L’assicurazione obbligatoria garantisce il conducente nonché – se persona diversa – il proprietario del mezzo contro il rischio di dover risarcire a terzi i danni provocati dalla circolazione del veicolo o dalla navigazione del natante. L’assicurazione comprende, anche, i danni alle persone e i danni alle cose subiti da pedoni, ciclisti e altri utenti non motorizzati della strada i quali, in conseguenza di un incidente nel quale sia stato coinvolto un veicolo, hanno diritto alla riparazione del danno, nei limiti in cui sussista la responsabilità civile dei conducenti (art.142 ter CdA) nonché i danni alla persona causati ai trasportati, qualunque sia il titolo in base al quale è effettuato il trasporto.

L’assicurazione obbligatoria rientra nel novero dell’assicurazione della responsabilità civile di cui all’art.1917 c.c., ma con due peculiarità:

-ai sensi dell’art.144, comma 1 del CdA, l’assicuratore é obbligato direttamente nei confronti del danneggiato;

-ai sensi dell’art.283 del CdA (Fondo di garanzia vittime della strada), il danneggiato ha diritto al risarcimento anche se non esiste il contratto di assicurazione e non sono opponibili le eccezioni fondate sul contratto né le clausole che prevedano l’eventuale contributo dell’assicurato al risarcimento del danno (art.144, comma 2 CdA).

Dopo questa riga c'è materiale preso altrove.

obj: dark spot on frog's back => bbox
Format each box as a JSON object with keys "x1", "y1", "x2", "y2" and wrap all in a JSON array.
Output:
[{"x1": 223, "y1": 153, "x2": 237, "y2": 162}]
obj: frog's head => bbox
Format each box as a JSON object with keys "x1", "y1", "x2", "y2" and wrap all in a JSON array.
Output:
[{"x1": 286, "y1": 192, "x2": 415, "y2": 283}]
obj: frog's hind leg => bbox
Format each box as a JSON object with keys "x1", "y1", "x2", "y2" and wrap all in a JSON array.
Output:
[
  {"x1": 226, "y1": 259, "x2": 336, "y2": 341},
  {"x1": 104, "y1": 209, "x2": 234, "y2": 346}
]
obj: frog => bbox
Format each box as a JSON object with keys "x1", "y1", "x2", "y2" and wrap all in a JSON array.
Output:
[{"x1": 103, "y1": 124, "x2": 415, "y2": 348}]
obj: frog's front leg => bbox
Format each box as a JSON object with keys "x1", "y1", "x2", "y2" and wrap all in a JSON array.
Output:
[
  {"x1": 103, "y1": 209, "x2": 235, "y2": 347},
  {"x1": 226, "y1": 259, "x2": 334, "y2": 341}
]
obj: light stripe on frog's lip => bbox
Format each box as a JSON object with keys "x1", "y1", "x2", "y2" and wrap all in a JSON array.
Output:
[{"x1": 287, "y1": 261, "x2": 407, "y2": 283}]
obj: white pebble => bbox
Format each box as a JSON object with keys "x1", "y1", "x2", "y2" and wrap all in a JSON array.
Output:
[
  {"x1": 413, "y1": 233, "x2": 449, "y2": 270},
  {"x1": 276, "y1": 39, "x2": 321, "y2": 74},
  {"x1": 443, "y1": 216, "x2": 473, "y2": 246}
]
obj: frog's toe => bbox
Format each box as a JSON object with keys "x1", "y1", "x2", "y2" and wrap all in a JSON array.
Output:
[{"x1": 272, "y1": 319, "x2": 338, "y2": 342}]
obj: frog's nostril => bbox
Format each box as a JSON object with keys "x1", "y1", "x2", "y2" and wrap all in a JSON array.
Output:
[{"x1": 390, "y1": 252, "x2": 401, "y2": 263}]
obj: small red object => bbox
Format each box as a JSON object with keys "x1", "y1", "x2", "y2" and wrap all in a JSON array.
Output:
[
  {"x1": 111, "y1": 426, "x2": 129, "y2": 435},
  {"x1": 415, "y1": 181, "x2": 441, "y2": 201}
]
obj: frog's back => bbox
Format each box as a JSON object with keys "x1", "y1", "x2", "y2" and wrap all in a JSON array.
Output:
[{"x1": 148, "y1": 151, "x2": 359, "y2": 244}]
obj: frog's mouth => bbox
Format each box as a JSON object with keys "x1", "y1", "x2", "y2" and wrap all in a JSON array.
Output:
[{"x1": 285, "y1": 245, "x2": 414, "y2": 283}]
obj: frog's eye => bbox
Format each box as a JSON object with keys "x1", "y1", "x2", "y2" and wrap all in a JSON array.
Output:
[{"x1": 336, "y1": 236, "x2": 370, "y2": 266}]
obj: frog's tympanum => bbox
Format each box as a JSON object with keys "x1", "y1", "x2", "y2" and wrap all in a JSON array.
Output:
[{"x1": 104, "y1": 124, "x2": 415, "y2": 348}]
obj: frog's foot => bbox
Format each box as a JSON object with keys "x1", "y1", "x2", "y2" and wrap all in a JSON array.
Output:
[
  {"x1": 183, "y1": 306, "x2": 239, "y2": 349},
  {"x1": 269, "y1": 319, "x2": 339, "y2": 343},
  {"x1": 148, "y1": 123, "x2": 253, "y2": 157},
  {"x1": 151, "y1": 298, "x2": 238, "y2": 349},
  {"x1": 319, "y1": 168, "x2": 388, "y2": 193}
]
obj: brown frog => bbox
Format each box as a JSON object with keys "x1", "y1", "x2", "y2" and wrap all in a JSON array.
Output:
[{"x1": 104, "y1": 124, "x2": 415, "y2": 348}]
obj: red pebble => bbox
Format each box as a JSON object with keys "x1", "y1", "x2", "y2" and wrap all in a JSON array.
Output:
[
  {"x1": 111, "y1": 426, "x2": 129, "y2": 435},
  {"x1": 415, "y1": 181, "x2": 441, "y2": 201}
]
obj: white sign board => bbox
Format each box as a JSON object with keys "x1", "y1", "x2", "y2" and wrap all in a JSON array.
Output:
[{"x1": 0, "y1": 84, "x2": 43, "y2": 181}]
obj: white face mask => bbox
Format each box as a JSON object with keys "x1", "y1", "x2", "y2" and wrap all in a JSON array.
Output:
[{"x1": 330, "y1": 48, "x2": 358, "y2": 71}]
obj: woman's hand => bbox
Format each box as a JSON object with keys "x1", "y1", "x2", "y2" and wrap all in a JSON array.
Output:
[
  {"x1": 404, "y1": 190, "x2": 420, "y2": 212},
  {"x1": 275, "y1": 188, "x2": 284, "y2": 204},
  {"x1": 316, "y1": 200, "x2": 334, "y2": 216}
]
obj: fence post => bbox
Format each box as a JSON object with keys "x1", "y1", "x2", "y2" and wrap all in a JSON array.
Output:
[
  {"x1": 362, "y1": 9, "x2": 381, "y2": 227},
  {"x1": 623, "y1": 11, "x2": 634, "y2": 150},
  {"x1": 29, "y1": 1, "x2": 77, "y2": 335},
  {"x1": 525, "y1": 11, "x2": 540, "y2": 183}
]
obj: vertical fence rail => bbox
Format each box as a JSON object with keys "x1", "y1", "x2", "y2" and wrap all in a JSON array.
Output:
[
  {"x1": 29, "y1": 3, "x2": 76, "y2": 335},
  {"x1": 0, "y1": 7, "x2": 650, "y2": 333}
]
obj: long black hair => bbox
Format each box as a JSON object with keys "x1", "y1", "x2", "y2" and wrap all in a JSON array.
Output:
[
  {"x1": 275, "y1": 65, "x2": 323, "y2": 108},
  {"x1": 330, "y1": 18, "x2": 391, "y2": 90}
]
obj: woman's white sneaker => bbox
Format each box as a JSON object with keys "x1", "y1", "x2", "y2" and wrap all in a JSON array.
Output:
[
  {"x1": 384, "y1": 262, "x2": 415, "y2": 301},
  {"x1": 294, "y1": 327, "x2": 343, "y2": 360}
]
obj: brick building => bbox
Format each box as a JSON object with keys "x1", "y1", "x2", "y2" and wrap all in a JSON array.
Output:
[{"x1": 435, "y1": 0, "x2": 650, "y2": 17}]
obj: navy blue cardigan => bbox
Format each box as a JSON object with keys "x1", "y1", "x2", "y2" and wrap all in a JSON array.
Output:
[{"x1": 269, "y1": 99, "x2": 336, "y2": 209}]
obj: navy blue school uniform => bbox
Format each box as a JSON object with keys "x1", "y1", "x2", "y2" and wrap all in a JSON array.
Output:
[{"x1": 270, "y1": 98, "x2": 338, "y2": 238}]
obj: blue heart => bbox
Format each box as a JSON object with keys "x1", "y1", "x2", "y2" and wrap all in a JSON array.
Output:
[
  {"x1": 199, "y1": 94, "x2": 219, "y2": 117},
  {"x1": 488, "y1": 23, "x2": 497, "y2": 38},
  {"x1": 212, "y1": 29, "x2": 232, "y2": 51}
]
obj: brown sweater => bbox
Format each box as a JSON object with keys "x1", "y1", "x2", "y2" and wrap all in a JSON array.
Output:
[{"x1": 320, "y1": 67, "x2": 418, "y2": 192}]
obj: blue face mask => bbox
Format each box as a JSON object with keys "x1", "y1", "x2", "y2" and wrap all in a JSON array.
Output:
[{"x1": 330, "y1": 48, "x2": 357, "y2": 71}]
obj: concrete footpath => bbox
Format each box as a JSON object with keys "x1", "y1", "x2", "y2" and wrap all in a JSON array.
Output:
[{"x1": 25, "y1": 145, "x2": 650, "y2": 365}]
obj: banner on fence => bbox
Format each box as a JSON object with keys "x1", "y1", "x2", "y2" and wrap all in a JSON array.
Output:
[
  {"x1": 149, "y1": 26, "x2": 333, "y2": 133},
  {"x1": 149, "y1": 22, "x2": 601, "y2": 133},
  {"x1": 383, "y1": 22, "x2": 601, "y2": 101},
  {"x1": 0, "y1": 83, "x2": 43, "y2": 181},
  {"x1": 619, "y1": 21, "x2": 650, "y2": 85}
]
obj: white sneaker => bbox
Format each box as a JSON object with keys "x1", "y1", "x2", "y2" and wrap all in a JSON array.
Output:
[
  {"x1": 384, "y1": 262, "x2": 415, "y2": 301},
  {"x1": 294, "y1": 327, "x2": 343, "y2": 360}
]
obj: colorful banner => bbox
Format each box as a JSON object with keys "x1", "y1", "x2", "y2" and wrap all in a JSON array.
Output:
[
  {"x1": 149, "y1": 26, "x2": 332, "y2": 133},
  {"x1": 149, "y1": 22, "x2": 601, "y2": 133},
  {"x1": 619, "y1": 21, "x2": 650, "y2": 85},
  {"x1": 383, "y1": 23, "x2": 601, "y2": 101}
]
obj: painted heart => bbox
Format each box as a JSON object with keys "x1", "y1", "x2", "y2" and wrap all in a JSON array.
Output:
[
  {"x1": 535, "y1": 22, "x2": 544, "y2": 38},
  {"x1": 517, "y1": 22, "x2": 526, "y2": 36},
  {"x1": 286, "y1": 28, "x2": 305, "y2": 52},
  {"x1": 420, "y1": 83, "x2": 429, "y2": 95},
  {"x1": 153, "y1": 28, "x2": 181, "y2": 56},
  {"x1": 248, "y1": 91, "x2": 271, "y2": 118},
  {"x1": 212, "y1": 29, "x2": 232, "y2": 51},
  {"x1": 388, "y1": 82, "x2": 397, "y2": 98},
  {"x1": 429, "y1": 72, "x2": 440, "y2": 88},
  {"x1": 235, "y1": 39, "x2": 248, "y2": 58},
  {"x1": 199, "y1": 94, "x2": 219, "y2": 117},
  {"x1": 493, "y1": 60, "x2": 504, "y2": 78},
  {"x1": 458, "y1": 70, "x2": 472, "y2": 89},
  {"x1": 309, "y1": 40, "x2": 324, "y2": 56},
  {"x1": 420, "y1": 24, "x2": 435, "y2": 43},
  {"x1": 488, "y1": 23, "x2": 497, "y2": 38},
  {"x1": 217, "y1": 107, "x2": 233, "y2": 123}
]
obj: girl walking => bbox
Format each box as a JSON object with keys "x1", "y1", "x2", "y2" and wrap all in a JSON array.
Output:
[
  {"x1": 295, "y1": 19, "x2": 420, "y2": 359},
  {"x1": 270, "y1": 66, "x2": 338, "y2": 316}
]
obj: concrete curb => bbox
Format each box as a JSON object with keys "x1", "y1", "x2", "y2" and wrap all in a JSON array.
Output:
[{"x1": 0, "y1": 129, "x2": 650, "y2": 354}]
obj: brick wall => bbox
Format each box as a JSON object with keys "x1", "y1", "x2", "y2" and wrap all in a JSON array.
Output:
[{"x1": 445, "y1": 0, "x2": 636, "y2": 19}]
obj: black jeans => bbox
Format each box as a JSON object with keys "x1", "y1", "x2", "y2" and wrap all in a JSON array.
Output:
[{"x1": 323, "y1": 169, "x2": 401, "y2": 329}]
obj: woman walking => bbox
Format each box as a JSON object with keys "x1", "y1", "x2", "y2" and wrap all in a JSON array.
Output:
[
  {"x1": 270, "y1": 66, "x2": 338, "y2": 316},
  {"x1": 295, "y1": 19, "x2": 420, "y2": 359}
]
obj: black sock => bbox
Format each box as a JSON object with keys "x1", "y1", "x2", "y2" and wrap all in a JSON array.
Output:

Il tutto per realizzare la maggior tutela possibile per le vittime della strada.

La compagnia di assicurazione è obbligata, quindi, a liquidare l’intero importo del sinistro al danneggiato, ma potrebbe vantare, in relazione alle esclusioni di garanzia previste nella polizza, il diritto di rivalersi sul contraente per la restituzione totale o parziale di quanto pagato. In egual modo, la polizza potrebbe prevedere, anche, franchigie e/o scoperti che si applicano sull’importo del danno risarcito ed essere recuperate, dalla Compagnia di Assicurazione, verso il contraente.